”The common response when first meeting someone is “and what do you do?” Although the temptation is to reply “well, as little as I can,” most individuals respond with their job title, profession or business. We are seen, and see ourselves, in terms of that which we do to earn a living.
The science of career choice is an interesting one. There are empirical measures for determining the jobs best suited to an individual’s intellect and motivation.
Thus, those who elect to be in law enforcement, emergency response or firefighting, have specific needs and interests. They made their career choice based upon a host of variables such as importance, first responder, authority in a crisis and serving the public need. A firefighter or a police officer is seen very differently in the eyes of society, their families, and themselves.
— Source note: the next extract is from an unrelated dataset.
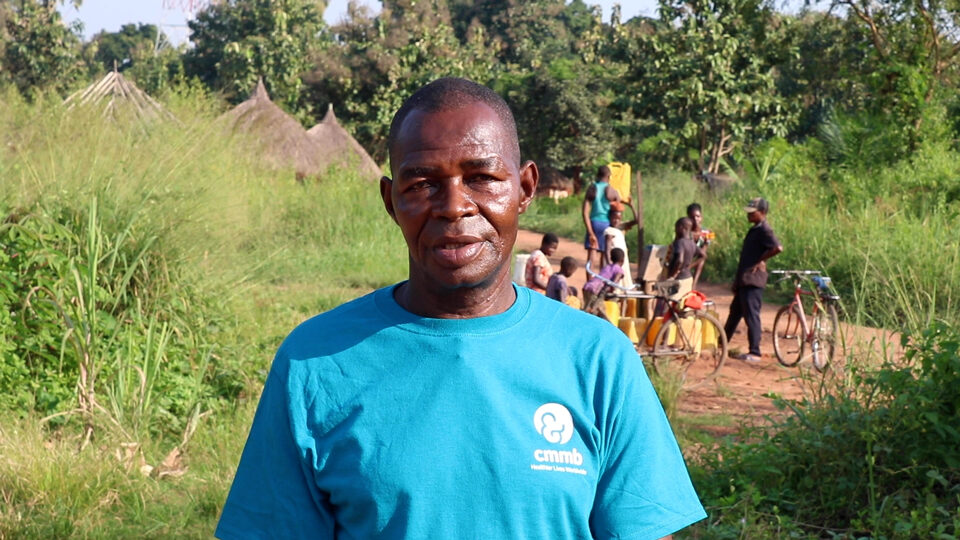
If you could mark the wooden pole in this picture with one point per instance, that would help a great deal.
(638, 198)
Quite often, they do not, have not and cannot conceive of other jobs as important as their own.
We know that someone exposed to a threat to their life or body integrity are vulnerable to developing posttraumatic stress disorder (PTSD). Put in the case of first responders, there is an increased probability of developing PTSD. It is a cumulative impact of witnessing the harm that has befallen others. Thus, merely repeatedly bearing witness to trauma can itself trigger the disorder.
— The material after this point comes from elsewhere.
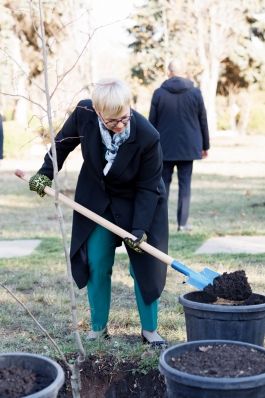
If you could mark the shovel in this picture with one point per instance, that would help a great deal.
(197, 279)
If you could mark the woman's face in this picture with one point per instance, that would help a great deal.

Further, there are first responders whose injury in the line-of-duty is such that they physically may be unable to return to their work. “All I ever wanted to be was a cop…all I ever wanted was to be first on the scene to rescue those caught in a blaze.” And now, after injury, they do not see viable careers. They may see other careers, independent of salary, as offering less to them emotionally.
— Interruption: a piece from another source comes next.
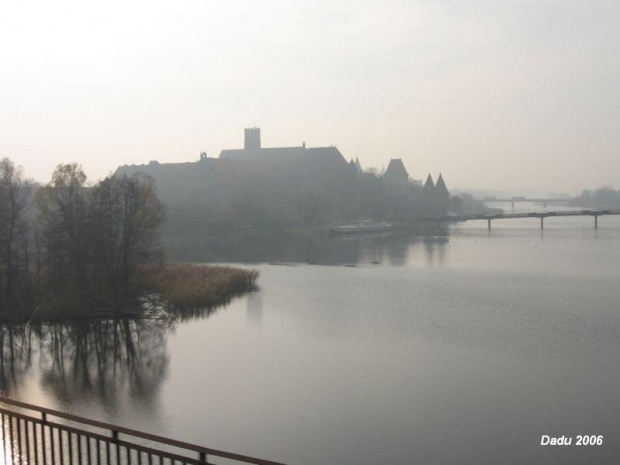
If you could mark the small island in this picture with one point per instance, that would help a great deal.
(70, 249)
Thus, it is not unusual for a police officer, firefighter or EMT to fail to mobilize after an injury if they cannot return to their career. Instead, they focus upon lingering discomfort, become clinically depressed. They not infrequently begin to engage in substance abuse to cope with the permanent impact of injury.
However, Their distress is often compounded by shame. Their strength and authority have been defining traits of their work if not the core reason for selecting the career. It is difficult for them to be forthcoming with their fears of an uncertain and potentially unsatisfying future. Needing more psychological support after injury, first responders are likely to actually receive less.”